As we were looking around for best practice solutions to continue teaching Robotics in the virtual classroom, VEX announced its release of VEXcode VR. Besides being made free for public and educational use, the VEXcode VR platform was designed an equalizer, so that no matter what device you had access to, you could participate in online STEM learning.
This platform just ticked the box for all of the requirements that were suddenly coming fast and furious from schools, who wanted to resume enrichment programs through virtual classrooms:
- Robotics Simulation
- Block Programming + Python API
- Simulated Sensors & Actuators
- Algorithmic Challenges – not just hard-coding paths
- Fun to play with!
- Soft Hardware Requirements – Can be used on iPads or other Tablets
- Enough depth for 1-2 months of lessons (wishful thinking)

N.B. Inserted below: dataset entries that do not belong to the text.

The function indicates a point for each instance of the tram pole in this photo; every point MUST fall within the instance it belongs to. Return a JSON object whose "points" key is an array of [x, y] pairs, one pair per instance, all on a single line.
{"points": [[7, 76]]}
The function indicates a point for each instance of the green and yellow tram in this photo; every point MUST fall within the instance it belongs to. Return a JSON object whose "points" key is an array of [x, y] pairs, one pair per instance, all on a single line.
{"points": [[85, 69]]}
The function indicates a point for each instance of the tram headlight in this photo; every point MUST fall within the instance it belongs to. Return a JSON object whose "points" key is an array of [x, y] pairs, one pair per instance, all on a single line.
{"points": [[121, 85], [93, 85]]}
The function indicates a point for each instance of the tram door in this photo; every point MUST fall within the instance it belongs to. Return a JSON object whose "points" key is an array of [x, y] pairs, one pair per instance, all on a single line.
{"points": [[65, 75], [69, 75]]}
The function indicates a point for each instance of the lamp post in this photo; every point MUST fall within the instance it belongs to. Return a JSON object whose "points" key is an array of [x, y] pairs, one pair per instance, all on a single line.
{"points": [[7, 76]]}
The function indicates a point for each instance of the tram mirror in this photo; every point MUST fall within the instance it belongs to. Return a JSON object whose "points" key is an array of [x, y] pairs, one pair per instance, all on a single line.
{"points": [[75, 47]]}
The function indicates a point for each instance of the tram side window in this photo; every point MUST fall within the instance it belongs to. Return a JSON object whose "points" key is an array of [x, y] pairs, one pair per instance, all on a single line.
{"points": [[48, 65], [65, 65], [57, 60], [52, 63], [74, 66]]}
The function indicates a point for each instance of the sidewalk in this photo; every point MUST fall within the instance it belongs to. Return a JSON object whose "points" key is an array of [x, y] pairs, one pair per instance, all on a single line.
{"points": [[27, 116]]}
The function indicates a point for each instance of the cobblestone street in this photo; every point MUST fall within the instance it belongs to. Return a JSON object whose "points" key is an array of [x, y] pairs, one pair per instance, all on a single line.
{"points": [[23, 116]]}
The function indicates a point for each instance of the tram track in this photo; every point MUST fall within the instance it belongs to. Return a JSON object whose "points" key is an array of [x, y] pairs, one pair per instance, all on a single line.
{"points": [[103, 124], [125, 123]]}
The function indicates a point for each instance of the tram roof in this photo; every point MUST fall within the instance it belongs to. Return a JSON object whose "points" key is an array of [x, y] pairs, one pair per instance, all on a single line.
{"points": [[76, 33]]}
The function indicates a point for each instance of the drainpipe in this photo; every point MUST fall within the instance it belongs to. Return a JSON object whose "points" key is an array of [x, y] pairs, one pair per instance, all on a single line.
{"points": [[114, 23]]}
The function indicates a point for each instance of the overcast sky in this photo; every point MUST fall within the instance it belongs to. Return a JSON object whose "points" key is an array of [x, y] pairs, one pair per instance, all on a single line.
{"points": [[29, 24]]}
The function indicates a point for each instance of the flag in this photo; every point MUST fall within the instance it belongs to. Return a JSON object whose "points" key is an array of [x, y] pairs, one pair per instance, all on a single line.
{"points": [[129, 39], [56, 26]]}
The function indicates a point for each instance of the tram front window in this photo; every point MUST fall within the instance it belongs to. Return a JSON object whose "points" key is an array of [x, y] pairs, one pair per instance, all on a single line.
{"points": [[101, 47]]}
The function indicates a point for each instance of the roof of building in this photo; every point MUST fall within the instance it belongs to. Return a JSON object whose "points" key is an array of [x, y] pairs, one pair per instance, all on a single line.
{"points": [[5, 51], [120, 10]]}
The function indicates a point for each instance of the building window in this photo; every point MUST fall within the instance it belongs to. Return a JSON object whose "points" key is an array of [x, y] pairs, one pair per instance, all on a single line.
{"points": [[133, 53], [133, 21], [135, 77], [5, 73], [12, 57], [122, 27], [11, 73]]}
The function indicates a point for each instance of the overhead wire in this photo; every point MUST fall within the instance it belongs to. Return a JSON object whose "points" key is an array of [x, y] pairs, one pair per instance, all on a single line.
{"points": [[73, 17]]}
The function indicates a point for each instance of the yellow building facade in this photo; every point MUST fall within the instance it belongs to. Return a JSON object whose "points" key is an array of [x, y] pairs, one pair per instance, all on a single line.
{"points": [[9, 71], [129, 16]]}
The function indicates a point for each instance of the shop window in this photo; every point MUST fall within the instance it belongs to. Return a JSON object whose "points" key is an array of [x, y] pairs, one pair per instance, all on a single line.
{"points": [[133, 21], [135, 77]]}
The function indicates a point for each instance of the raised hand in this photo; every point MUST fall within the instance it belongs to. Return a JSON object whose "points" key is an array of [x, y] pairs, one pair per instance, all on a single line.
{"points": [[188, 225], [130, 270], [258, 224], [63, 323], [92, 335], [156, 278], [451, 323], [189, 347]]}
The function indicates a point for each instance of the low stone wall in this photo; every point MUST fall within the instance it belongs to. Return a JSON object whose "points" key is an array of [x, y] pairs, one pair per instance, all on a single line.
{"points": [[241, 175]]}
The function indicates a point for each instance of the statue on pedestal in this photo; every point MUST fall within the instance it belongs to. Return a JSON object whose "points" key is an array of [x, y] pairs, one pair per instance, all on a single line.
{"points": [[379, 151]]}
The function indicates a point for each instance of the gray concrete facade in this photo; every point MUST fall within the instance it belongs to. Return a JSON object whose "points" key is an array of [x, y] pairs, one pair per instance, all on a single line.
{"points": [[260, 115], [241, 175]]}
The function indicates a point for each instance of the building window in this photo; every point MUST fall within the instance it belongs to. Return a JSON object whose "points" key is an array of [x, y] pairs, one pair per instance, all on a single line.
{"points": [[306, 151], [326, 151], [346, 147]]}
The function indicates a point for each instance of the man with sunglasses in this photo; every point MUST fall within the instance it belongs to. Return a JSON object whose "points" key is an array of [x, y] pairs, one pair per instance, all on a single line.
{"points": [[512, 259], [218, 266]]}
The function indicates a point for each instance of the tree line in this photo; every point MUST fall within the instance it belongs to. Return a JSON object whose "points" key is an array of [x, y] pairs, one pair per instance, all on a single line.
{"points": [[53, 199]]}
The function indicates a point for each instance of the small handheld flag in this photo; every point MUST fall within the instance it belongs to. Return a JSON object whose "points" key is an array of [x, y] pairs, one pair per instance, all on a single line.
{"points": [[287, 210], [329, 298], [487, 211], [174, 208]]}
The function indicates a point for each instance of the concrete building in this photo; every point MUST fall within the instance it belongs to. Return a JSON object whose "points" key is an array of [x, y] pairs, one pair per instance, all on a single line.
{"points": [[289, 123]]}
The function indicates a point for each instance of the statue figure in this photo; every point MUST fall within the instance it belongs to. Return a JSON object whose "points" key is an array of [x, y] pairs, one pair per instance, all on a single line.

There’s an Art Canvas for Turtle programming, a Maze for path creation and algorithmic way-finding, a Castle for a bumper/crasher game, an electromagnet-based game challenge for collecting game elements on the field. Grids that can be used to teach some abstract math concepts, like 2D coordinate systems. It’s quite robust, too!
Is it a perfect platform? No.
Some glaring issues:
- No way to simulate line-following, one of the main use-cases of Robotics competitions in primary and secondary school level events.
- No way for two robots to interact on a single game field concurrently
- No way to design robots
- No moving actuator (only an electromagnet)
- A too-perfect simulation, physics engine-wise
- Limited scope with no obvious pipeline of expansion
Still, we want to thank VEX and Innovation First for their generous and timely release.
If nothing else, it has piqued our interest again in creating our own Robotics Simulation toolkit (TBC).